WE ARE IN STADIUM chairs, tens of thousands of us, watching the 12,000-foot high-definition video screen inside the cavernous, sound-swallowing Cowboys Stadium for signs the show is about to start. On the floor, a select few thousand fans will get to join Chesney’s island party of the mind while standing on authentic sand.

Chesney emerges into the spotlight, sprinting down the stage, and the stadium erupts in cheers. Guitars and drums start up, Chesney turns around with a skip-jump, arms out airplane-style, a rhythmic gymnastics move, and in the excitement of the moment it’s easy to miss what a strange moment it is. His stage banter seems sincere, but the cavernous stadium swallows up words and syllables. From up high, I can only pick out a few words at a time. “Texas … this song is about a dream … chase it,” I hear at one point, “…music is the most powerful….”

He is enthusiastic, making deliberate gestures of his left hand at every line he sings, working with great effort to hold the stadium on his own, all five-foot-seven of him without the hat, and no costumes, no pyrotechnics except whatever turned him five shades more orange than anything else in sight. Springsteen does it with manic abandon, sprinting across the stage; Chesney’s show seems just as exhausting, but pained. Every pause for breath is a chance to tip the microphone back with a flourish, or cock his head toward some unsuspecting corner of the stadium. Pacing the stage, he squares his shoulders to the crowd like a boxer throwing a punch, waits a beat, and whips his head forward with a smile. There are five Kenny Chesneys reproduced on video screens above, plus the real one down below trying to prove to us just how real he is.

He promises the crowd, before he sings it, that “Out Last Night,” is “an incredibly authentic song … just kind of a play-by-play of what happened.” In another song he describes, “the smell of Sunday chicken after church,” and reassures us: “I know what that smells like, I promise you.”

Despite the careful brand promotion, the New York marketing operations, and the obvious cross-platform synergy, I was buying the authenticity before the show began—but now, it all seemed strange, and a little goofy. A big stadium performance like this, you don’t expect soul-baring honesty, nor should you expect it. If you’re going to put in all this work on a stage production, why sell it as anything else?

Chesney begins “The Boys of Fall,” a song about football that this Cowboys Stadium crowd will, of course, go nuts for. He brings two actual Dallas Cowboys onstage before the song begins, and when the it builds to its peak, Chesney makes his big move at connecting with the crowd. He grabs a signed Cowboys helmet from the back of the stage, walks it down the catwalk surrounded by fans, leans over, and points to a little boy, maybe three years old.

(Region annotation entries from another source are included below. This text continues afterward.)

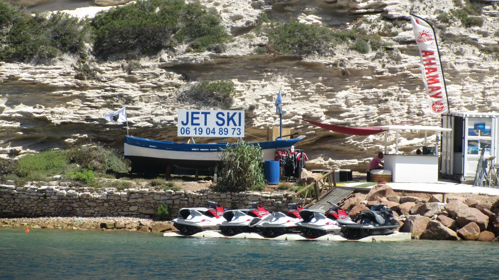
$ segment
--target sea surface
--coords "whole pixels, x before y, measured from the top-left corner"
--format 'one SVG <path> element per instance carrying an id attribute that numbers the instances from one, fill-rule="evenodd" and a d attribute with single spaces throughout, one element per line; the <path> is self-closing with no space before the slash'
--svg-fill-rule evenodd
<path id="1" fill-rule="evenodd" d="M 0 228 L 0 279 L 497 279 L 499 243 L 164 237 Z"/>

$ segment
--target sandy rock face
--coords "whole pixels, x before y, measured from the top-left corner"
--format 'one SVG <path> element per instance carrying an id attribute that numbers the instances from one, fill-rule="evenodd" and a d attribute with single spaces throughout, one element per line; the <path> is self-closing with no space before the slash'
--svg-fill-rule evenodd
<path id="1" fill-rule="evenodd" d="M 446 227 L 438 221 L 431 220 L 428 227 L 423 232 L 421 239 L 434 239 L 436 240 L 459 240 L 460 238 L 454 231 Z"/>
<path id="2" fill-rule="evenodd" d="M 428 217 L 415 215 L 408 216 L 404 225 L 404 232 L 410 232 L 413 238 L 419 239 L 420 236 L 426 229 L 429 222 L 430 218 Z"/>

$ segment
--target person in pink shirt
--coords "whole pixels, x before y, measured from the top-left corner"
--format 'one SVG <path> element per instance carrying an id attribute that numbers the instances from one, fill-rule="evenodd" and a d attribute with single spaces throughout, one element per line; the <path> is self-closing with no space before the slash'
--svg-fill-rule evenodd
<path id="1" fill-rule="evenodd" d="M 383 153 L 380 152 L 378 154 L 378 156 L 373 158 L 373 160 L 371 161 L 371 164 L 369 165 L 369 171 L 374 169 L 382 169 L 384 168 L 383 165 L 384 164 L 381 161 L 383 157 Z"/>

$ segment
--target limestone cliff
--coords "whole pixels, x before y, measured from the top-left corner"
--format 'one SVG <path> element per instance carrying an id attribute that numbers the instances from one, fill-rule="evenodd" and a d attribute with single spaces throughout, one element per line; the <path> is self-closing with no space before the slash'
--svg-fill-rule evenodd
<path id="1" fill-rule="evenodd" d="M 439 36 L 451 108 L 454 111 L 498 111 L 498 5 L 484 1 L 481 27 L 466 28 L 455 21 Z M 226 52 L 192 53 L 180 46 L 175 53 L 144 58 L 142 69 L 124 71 L 124 61 L 95 64 L 98 81 L 80 81 L 64 57 L 50 65 L 0 62 L 0 153 L 14 157 L 27 151 L 90 141 L 122 147 L 124 125 L 108 123 L 105 113 L 127 106 L 131 135 L 180 140 L 176 111 L 195 109 L 177 102 L 176 94 L 199 81 L 231 79 L 237 86 L 234 109 L 246 110 L 246 140 L 264 138 L 268 125 L 278 125 L 274 100 L 282 88 L 283 125 L 305 135 L 298 146 L 306 151 L 310 167 L 363 169 L 384 145 L 382 135 L 348 136 L 301 121 L 306 118 L 338 125 L 367 126 L 409 121 L 440 124 L 427 109 L 417 47 L 410 12 L 438 24 L 441 10 L 457 8 L 452 0 L 207 0 L 202 3 L 221 13 L 234 37 Z M 464 2 L 463 2 L 464 3 Z M 80 14 L 86 14 L 84 9 Z M 362 54 L 346 45 L 328 56 L 299 57 L 258 55 L 255 47 L 267 38 L 253 29 L 257 16 L 307 24 L 351 28 L 360 24 L 380 34 L 387 28 L 398 34 L 383 37 L 390 52 Z M 74 13 L 73 13 L 74 14 Z M 394 21 L 398 20 L 397 21 Z M 402 21 L 402 20 L 406 20 Z M 395 24 L 396 22 L 396 24 Z M 393 33 L 392 33 L 393 34 Z M 439 39 L 441 38 L 439 37 Z M 464 40 L 463 38 L 467 40 Z M 467 42 L 464 43 L 462 42 Z M 399 149 L 413 152 L 423 145 L 424 134 L 402 134 Z M 435 136 L 430 138 L 434 142 Z M 390 134 L 391 149 L 394 134 Z M 199 142 L 211 141 L 209 139 Z M 227 140 L 229 141 L 235 139 Z"/>

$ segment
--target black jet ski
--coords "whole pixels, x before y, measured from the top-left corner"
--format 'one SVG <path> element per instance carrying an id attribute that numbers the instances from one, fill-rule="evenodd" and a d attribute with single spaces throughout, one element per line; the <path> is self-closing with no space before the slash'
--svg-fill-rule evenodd
<path id="1" fill-rule="evenodd" d="M 354 220 L 349 218 L 336 220 L 341 232 L 347 238 L 358 239 L 369 235 L 388 234 L 400 226 L 393 218 L 392 209 L 384 204 L 373 204 L 370 210 L 363 210 Z"/>

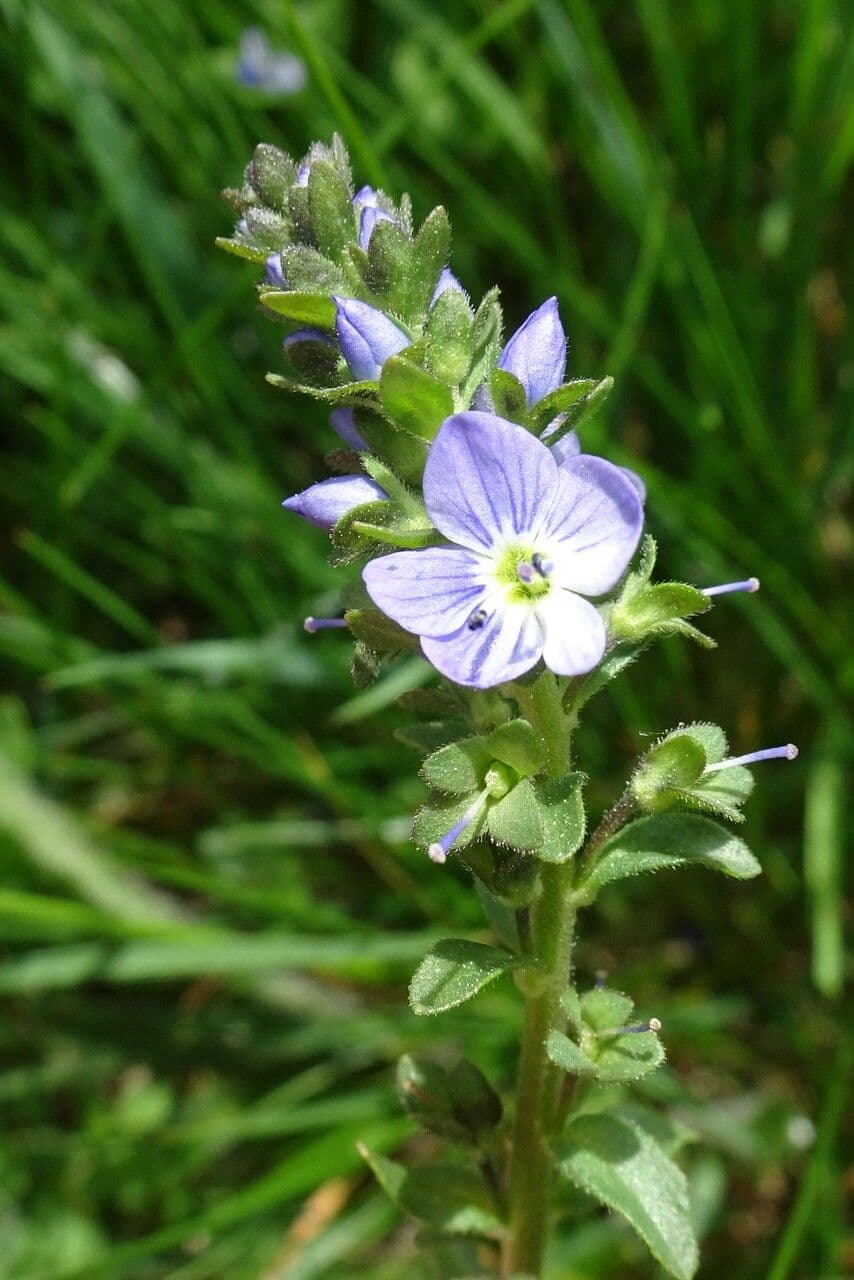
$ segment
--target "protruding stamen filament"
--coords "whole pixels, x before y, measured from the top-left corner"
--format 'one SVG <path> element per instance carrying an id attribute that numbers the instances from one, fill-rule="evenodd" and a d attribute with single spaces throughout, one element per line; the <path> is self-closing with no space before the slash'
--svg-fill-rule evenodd
<path id="1" fill-rule="evenodd" d="M 330 631 L 333 627 L 346 627 L 346 618 L 306 618 L 302 623 L 309 635 L 314 635 L 315 631 Z"/>
<path id="2" fill-rule="evenodd" d="M 748 751 L 746 755 L 732 755 L 729 760 L 707 764 L 703 773 L 717 773 L 718 769 L 732 769 L 736 764 L 759 764 L 761 760 L 796 760 L 798 748 L 794 742 L 785 746 L 766 746 L 762 751 Z"/>
<path id="3" fill-rule="evenodd" d="M 644 1032 L 659 1032 L 661 1019 L 650 1018 L 648 1023 L 631 1023 L 629 1027 L 615 1027 L 608 1032 L 599 1032 L 599 1036 L 643 1036 Z"/>
<path id="4" fill-rule="evenodd" d="M 720 586 L 702 586 L 703 595 L 730 595 L 731 591 L 758 591 L 759 579 L 745 577 L 744 582 L 721 582 Z"/>
<path id="5" fill-rule="evenodd" d="M 428 858 L 431 863 L 446 863 L 448 860 L 448 854 L 451 852 L 451 846 L 460 838 L 460 836 L 466 831 L 471 823 L 475 820 L 480 810 L 483 809 L 489 791 L 481 791 L 472 805 L 470 805 L 463 813 L 462 818 L 455 822 L 451 831 L 446 832 L 440 840 L 434 840 L 428 849 Z"/>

And as his father gingerly places him on the stage at Chesney’s feet, projected across hundreds of square feet of video board, it becomes clear that this kid is terrified. He reaches back for his father, and Chesney smiles and keeps on singing. The crowd noise is just as loud. Chesney won’t let on that anything’s wrong, but as soon as he places the helmet on the boy’s head, he flings it off, bawls, and reaches for his father. Chesney throws his head back, smiles, and keeps on singing, but not before treating us all to something truly rare and entertaining, truly authentic.